SANTIAGO/LONDON – Mining companies chasing the kind of technological breakthroughs made long ago in the manufacture of cars and mobile phones have unveiled eye-catching innovations ranging from vast drills and remote-controlled trucks to second-by-second data analysis.
Behind the scenes, however, there has so far been limited progress towards a transformation the companies say is more and more vital to their survival. They are being jolted into action by volatile commodity prices and the increasing difficulty and danger of accessing remaining reserves in hot, narrow seams several kilometers below ground.
“There’a a big awakening in mining. The time is ripe for things to begin to change,” Anglo American’s head of technology development Donovan Waller said by telephone. A major obstacle is the massive upfront cost for innovation that firms such as Anglo, BHP Billiton and Rio Tinto <RIO.AX must pay off over the life of a mine in contrast to incremental upgrades common to mobile phones.
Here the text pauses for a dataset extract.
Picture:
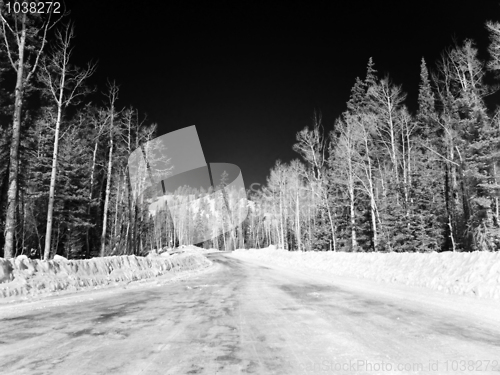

Sandvik, one of the world’s biggest suppliers of mining equipment, told Reuters it had doubled its installation of automation systems between 2015 and 2016. But, asked what proportion of the loaders and trucks it sells are fully automated, it gave an estimate of 5 percent.
While automation represents a potential threat to jobs the world over, it is particularly sensitive in an industry employing hundreds of thousands of blue-collar workers in nations where mining represents a major chunk of GDP.